Eat something. I'm not suggesting a snacking binge, but sometimes eating something healthy to increase your blood sugar will give you an immediate mood boost. Try some apple slices with peanut butter, yogurt with fruit, or some trail mix.
Breathe. If you are feeling anxious, stressed, or agitated, take 5 minutes every hour or so to practice mindful breathing. This will calm you and slow your heart rate. And it forces you to take the focus off of your bad feelings and on to your breathing pattern. It gives you an escape from your emotions.
Mindless tasks. If your emotions are preventing you from focusing on what you want to be doing or should be doing, then pick a task that doesn't require much concentration. Straighten out your desk. Wash dishes. Fold laundry. Clean out your inbox. You will still feel productive even though you aren't producing what you intended to.

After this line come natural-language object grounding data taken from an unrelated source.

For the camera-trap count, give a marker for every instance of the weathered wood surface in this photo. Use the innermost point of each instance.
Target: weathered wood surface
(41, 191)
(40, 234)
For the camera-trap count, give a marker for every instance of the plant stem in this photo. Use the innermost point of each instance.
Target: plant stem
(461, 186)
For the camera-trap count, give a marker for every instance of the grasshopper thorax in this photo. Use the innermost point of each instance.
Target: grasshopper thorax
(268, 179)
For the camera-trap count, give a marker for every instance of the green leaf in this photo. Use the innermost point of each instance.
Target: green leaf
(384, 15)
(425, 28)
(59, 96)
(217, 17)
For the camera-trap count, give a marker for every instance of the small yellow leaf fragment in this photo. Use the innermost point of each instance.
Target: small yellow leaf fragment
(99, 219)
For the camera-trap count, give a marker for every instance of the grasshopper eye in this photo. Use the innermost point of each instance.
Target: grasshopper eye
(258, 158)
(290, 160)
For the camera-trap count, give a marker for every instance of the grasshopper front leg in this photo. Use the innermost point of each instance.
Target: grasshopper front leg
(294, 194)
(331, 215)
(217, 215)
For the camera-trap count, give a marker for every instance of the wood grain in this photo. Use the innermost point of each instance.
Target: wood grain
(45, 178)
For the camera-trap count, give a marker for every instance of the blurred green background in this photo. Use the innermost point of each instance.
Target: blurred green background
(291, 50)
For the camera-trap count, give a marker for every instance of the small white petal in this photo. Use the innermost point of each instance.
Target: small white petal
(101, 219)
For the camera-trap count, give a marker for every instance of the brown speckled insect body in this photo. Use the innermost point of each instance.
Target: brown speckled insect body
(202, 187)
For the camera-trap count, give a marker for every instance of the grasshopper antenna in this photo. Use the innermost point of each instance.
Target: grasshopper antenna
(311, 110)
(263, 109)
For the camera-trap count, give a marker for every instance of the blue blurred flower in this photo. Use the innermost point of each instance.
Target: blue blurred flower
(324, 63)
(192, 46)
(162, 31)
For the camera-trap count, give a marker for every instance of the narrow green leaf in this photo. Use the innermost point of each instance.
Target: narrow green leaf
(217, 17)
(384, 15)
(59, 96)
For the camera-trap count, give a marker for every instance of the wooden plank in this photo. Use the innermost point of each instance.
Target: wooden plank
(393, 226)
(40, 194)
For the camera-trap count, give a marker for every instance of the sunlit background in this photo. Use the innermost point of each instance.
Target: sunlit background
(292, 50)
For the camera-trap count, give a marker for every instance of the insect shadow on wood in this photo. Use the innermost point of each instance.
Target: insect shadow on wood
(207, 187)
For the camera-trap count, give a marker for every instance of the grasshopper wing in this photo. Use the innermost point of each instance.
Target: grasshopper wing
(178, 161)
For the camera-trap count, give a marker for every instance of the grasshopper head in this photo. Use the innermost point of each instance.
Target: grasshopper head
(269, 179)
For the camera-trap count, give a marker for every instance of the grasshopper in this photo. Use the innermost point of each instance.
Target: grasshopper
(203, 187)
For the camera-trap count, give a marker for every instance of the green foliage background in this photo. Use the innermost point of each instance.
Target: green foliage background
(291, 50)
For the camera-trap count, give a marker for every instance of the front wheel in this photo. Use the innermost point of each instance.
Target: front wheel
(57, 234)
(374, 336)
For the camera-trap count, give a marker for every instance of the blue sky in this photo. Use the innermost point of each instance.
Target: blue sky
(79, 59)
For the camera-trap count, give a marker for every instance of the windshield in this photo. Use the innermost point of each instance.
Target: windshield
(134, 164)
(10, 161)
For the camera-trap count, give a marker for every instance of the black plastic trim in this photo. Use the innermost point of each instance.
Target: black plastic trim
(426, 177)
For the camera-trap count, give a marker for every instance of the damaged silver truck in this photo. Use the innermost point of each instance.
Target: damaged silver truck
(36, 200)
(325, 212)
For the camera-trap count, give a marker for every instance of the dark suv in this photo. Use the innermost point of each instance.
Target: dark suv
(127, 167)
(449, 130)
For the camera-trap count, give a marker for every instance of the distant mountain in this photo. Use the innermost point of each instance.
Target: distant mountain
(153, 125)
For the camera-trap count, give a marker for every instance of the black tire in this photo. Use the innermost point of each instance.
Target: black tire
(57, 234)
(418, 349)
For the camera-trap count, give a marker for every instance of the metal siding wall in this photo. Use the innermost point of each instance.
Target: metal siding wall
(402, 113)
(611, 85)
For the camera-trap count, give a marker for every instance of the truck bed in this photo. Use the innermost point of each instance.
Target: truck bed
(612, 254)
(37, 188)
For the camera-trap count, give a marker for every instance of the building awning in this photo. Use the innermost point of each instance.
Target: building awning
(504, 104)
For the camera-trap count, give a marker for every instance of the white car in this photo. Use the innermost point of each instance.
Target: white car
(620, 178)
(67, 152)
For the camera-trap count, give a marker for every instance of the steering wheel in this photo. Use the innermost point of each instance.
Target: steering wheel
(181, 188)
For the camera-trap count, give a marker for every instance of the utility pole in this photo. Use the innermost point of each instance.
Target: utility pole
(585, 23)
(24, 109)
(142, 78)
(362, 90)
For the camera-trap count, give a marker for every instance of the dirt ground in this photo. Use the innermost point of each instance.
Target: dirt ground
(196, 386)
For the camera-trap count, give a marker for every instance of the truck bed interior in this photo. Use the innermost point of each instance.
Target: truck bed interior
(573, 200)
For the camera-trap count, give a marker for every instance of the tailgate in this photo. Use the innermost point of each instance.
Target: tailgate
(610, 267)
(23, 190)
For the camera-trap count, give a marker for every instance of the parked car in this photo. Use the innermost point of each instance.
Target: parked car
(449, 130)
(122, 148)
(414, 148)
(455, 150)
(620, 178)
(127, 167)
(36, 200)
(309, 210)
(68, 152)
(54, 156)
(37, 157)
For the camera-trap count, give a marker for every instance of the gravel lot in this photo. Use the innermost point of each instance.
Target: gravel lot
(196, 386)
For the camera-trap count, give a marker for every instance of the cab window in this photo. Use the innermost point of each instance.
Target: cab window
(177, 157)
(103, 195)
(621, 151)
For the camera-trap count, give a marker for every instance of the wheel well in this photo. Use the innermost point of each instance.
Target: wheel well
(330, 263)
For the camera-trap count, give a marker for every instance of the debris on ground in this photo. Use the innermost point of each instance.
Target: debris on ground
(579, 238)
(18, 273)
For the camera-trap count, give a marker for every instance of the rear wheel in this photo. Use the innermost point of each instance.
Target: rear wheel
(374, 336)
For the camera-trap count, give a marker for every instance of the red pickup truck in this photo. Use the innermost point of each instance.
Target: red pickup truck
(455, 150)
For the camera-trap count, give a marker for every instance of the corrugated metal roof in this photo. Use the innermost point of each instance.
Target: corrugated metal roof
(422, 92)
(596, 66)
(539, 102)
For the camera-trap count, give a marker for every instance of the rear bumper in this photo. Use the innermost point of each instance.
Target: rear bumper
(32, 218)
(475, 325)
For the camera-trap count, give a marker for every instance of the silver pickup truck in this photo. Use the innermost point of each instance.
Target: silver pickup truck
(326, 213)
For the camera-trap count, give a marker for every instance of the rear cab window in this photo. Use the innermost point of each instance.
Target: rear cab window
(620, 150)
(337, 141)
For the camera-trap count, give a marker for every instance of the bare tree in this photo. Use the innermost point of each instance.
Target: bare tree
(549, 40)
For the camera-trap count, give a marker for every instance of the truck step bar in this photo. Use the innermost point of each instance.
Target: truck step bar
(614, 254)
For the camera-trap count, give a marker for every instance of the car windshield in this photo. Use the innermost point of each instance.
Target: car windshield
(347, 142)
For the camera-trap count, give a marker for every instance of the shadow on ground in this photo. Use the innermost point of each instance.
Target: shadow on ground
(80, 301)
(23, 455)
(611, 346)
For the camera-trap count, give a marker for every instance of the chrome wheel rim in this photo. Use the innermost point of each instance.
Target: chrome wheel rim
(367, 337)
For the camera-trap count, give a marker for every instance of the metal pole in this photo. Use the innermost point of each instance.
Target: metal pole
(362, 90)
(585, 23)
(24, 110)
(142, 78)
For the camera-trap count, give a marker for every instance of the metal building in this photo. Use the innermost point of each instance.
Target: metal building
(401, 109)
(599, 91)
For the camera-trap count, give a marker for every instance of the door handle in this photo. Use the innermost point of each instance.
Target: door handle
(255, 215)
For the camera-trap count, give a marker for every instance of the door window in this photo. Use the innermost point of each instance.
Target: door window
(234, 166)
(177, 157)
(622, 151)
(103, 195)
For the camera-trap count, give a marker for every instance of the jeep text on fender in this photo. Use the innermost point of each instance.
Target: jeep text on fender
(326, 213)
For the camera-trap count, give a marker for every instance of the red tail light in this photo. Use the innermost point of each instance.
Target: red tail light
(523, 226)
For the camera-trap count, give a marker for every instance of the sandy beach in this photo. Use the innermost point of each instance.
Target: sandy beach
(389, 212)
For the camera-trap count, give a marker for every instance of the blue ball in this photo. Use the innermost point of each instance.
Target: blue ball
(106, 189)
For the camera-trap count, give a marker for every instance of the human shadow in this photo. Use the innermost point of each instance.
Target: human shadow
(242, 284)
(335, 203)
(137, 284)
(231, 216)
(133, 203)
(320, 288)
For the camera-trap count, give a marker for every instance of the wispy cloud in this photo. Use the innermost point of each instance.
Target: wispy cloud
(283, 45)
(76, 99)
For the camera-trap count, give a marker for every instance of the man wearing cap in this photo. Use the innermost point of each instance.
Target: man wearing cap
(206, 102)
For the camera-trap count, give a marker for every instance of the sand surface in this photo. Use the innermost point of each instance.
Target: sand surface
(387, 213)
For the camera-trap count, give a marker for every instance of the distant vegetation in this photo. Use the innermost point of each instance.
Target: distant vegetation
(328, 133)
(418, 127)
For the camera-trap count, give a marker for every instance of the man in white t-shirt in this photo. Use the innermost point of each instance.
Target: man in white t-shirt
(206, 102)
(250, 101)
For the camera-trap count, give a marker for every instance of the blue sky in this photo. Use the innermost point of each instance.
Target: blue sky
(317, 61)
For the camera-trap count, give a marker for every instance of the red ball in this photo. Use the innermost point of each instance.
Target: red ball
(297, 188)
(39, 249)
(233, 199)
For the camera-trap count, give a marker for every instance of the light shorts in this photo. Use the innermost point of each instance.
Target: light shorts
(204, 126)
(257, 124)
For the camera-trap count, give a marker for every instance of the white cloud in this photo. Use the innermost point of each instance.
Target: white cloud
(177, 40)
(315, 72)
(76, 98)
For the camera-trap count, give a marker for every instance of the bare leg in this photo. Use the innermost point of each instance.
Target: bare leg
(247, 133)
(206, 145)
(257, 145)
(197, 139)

Take some Advil. Sometimes we feel out-of-sorts because we have some mild physical ailment or muscle tension. Take a pain reliever to help reduce inflammation and/or pain.
Phone a friend. Just talking to a close friend always makes me feel better. Having someone really hear you and acknowledge how you are feeling often can lift a bad mood.
Step outside of yourself. Sometimes we get so caught up in how we feel that we begin to believe we are our feelings. I try to separate myself from my feelings and remind myself that this mood is only amorphous emotions. They come and they go, but they don't define me. That ability to separate from your emotions goes a long way in maintaining a healthy general attitude.
A change of scenery. If you are cooped up in your house or office, take a walk outside or get in the car and go somewhere. Distract yourself with an entirely different environment or activity.
Be realistic, not fatalistic. I used to let a bad mood really pull me down. I thought that I was going to be unhappy forever since I was unhappy today. But now I know that moods come and go. Sometimes you can identify the cause, and sometimes you can't. Sometimes you can do something to dissipate the mood, and sometimes nothing helps except time. I know now that, sooner or later, I will feel better. I always do.
It is frustrating when you plan your life for happiness and a mood drifts in to throw you off track. For those of us focused on personal growth and self-improvement, we know how much inner work and soul-searching is involved in the personal evolution that results in a happy life. To have that work undermined by a silly little mood seems like the ultimate self-betrayal.
But like any other life disruption, our emotions can teach us things about ourselves. About patience, resilience, coping, and self-love.
When your emotions cause self-sabotage your happiness plans, take a deep breath and remember that this too shall pass.